Livestock groups weigh in on farm bill fate

Beef, pork and milk producers are hoping agriculture committee leaders will push a new farm bill through in the lame duck session.

Getting the farm bill passed before a new Congress takes its place in January is a top priority in farm country. Cattle and dairy groups are pretty confident that will happen in the lame duck session following the mid-term election, but pork producers aren’t as certain.

Weighing in favor of a farm bill yet this year is that Collin Peterson, D-Minn., the ranking Democrat on the House Agriculture Committee, will be the chairman of the committee when the House flips to a Democratic majority.

He wants to get a farm bill done and doesn’t want to rewrite it when he becomes chairman, Colin Woodall, senior vice president of government affairs for National Cattlemen’s Beef Association, said in the latest Beltway Beef podcast.

“That’s good news for everybody in agriculture, especially for us because he has been supportive of our FMD (foot and mouth disease) vaccine bank. So we’re optimistic we can get that done,” he said.

The chance of a farm bill being passed this year was good before the elections and is still good after the elections, Paul Bleiberg, vice president of government relations for National Milk producers Federation, said.

House and Senate agriculture committee leaders were intent on staff getting things ironed out between the September adjournment and now. That work is continuing, and NMPF has had good dialogues with both committees, he said.

“The sense I get is that urgency is still there … nobody really seems to want to start over,” he said.

There’s already been a lot of work done on the farm bill on the House and Senate floors, he said.

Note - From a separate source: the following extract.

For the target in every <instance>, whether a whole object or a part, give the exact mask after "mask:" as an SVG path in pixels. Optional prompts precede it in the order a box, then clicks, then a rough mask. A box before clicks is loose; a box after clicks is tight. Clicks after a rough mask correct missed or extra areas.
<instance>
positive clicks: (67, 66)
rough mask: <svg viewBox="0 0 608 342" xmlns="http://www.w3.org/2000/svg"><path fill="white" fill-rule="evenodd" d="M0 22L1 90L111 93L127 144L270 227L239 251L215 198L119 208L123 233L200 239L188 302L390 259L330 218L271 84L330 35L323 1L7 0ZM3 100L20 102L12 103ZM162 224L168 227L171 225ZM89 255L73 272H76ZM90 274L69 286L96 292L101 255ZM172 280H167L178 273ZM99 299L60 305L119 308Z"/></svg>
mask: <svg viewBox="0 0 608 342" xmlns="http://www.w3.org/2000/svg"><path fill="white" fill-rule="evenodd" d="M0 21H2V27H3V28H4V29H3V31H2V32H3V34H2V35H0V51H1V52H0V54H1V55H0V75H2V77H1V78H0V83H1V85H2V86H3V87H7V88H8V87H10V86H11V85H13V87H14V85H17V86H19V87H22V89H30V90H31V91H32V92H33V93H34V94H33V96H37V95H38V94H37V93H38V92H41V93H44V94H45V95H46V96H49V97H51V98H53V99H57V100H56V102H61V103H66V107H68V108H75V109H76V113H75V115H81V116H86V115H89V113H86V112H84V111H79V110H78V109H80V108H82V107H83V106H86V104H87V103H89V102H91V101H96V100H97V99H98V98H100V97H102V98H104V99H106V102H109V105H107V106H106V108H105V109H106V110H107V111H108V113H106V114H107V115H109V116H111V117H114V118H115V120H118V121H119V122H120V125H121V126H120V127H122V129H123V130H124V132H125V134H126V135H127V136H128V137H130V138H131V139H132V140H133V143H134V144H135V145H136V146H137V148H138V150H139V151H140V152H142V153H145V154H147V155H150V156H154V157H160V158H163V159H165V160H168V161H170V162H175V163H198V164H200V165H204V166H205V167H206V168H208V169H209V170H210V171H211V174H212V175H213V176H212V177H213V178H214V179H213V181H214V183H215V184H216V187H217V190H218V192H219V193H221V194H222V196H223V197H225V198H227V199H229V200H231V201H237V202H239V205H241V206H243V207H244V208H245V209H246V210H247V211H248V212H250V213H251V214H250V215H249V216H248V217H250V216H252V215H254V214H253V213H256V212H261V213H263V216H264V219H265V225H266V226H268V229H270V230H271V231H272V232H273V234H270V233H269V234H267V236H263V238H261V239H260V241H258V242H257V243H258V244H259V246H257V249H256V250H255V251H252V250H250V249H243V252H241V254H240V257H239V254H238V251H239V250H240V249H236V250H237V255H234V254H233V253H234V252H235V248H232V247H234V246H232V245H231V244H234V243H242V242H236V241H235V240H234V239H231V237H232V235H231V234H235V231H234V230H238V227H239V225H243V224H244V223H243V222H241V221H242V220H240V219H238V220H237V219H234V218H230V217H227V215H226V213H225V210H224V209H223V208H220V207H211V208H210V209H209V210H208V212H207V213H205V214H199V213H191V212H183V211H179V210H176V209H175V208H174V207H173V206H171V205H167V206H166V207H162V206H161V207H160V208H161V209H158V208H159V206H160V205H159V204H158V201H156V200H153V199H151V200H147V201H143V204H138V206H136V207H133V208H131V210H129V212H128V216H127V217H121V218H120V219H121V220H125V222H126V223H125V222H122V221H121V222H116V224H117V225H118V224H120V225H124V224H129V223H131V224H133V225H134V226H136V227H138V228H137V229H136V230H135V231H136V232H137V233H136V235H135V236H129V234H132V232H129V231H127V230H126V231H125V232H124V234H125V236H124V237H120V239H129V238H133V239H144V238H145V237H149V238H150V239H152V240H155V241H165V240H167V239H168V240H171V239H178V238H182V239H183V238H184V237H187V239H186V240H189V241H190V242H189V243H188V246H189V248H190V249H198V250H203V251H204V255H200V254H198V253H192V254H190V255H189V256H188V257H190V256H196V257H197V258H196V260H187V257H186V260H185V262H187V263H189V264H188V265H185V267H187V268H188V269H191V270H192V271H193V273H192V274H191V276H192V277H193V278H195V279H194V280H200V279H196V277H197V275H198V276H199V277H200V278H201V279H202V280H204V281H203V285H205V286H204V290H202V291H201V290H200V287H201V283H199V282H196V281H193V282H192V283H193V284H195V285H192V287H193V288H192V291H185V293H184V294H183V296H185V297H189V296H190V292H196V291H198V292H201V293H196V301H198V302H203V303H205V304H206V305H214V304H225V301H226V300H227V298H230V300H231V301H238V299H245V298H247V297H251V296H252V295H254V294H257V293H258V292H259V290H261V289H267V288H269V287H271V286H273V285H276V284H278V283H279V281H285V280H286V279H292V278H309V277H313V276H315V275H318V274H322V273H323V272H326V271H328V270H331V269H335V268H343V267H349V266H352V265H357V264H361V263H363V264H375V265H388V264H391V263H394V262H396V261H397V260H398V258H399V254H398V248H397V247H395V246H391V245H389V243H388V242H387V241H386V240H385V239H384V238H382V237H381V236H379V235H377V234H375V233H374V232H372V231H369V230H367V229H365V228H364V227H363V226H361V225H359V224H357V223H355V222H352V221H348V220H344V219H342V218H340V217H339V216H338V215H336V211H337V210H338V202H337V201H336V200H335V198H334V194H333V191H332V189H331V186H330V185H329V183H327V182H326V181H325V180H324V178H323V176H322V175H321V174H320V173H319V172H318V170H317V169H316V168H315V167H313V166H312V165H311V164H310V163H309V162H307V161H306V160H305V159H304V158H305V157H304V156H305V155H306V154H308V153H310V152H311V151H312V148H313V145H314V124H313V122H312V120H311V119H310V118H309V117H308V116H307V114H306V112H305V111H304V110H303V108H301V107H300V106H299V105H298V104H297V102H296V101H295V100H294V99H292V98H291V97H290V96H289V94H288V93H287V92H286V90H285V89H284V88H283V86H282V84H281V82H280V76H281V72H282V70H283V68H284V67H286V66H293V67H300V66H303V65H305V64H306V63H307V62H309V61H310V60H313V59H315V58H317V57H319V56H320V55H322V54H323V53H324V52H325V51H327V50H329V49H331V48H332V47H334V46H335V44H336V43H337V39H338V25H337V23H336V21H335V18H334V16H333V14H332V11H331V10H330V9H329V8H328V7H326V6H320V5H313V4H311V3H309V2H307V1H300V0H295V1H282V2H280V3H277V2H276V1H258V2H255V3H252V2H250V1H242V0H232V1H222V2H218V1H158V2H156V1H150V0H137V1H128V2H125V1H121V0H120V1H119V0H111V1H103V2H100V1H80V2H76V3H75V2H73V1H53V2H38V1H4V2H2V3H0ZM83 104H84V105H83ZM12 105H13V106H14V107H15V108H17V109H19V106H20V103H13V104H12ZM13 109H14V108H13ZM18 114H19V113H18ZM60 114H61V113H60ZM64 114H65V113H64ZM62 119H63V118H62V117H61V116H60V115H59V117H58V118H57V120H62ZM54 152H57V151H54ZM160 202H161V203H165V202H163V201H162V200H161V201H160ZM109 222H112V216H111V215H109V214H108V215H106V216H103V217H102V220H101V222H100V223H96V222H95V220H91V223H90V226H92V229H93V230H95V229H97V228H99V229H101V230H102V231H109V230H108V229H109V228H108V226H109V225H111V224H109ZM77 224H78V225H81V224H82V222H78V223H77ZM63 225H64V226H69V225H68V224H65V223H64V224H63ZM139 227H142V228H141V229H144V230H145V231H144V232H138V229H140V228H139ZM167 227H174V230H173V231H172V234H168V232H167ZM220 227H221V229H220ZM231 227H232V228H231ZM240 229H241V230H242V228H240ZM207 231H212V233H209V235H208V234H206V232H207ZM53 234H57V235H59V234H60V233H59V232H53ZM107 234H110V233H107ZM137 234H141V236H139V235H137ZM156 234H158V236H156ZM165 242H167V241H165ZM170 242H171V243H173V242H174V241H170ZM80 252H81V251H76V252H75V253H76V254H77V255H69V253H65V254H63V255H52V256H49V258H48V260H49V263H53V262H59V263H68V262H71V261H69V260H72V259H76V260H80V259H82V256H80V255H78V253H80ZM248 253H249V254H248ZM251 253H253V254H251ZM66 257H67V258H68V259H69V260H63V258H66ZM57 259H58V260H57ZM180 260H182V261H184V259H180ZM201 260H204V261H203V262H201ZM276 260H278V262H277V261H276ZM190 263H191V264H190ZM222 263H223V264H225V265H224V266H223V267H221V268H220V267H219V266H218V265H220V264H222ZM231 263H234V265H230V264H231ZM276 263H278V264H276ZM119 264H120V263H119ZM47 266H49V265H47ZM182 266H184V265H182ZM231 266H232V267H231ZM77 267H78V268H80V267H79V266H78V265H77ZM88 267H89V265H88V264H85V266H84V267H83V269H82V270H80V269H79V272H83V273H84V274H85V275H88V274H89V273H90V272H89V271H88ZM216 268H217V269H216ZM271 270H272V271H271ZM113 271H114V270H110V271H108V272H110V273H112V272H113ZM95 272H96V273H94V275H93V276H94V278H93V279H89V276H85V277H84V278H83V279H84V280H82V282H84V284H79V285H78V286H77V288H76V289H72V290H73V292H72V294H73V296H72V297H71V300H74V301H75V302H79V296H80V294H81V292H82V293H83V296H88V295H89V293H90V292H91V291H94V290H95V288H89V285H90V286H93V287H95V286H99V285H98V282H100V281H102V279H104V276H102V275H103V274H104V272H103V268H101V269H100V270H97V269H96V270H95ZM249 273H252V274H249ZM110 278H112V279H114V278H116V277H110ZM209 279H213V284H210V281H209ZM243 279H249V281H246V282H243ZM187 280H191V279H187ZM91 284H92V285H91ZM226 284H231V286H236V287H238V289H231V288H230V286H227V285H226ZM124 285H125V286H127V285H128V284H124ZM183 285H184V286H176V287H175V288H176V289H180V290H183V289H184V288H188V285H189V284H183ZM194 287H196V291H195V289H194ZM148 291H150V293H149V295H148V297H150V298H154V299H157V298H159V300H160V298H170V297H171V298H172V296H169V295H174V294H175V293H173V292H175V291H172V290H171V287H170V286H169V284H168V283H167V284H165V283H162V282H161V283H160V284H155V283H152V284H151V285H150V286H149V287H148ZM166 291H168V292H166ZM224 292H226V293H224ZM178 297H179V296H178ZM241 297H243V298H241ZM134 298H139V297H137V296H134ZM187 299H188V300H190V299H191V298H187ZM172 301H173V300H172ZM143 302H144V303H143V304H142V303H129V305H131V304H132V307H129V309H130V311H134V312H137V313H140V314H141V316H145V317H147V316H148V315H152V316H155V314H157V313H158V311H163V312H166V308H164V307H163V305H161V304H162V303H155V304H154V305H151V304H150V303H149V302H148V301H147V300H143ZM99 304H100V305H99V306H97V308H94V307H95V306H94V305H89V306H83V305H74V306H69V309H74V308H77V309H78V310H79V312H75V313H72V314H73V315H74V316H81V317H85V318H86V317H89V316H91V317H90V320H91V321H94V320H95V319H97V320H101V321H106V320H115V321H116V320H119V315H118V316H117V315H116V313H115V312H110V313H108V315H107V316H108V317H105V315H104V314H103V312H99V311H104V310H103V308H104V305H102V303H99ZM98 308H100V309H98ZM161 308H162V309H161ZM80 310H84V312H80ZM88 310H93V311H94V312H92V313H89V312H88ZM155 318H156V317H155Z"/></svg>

“When you couple in the challenges of the farm economy, I think there’s the feeling of … let’s get this put to bed,” he said.

Peterson has been extremely vocal about getting the farm bill done by the end of the year, and nothing happened in the elections that would veer from the course of getting it completed, he said.

Peterson did say he expects a farm bill, but National Pork Producers Council isn’t sure if there’ll be much action in the lame duck session, Dave Warner, NPPC director of communications, said.

“We’d like one this year as long as it includes our No. 1 ask – establishment of a foot and mouth disease vaccine bank,” he said.

In addition to the farm bill, NCBA’s Woodall said he thinks some other things will be completed yet this year.

“If history is any indicator, it will be a race to the finish line by the Republicans to get as much done as possible before they are returned to the minority” in the House, he said.

NCBA believes there’ll be a race to complete the appropriations bills, which include language addressing electronic logging devises for livestock haulers and fake meat, he said.

“Outside of that, I doubt anything else actually gets done between now and the end of 2018,” he said.

Unfortunately, the opportunity to modernize the Endangered Species Act has been lost. Legislation to do that didn’t make it out of the Senate Environment and Public Works Committee, and there won’t be an opportunity to move it in the lame duck session or with Raul Grijalva, D-Ariz., as the incoming chairman of the House Natural Resources Committee, he said.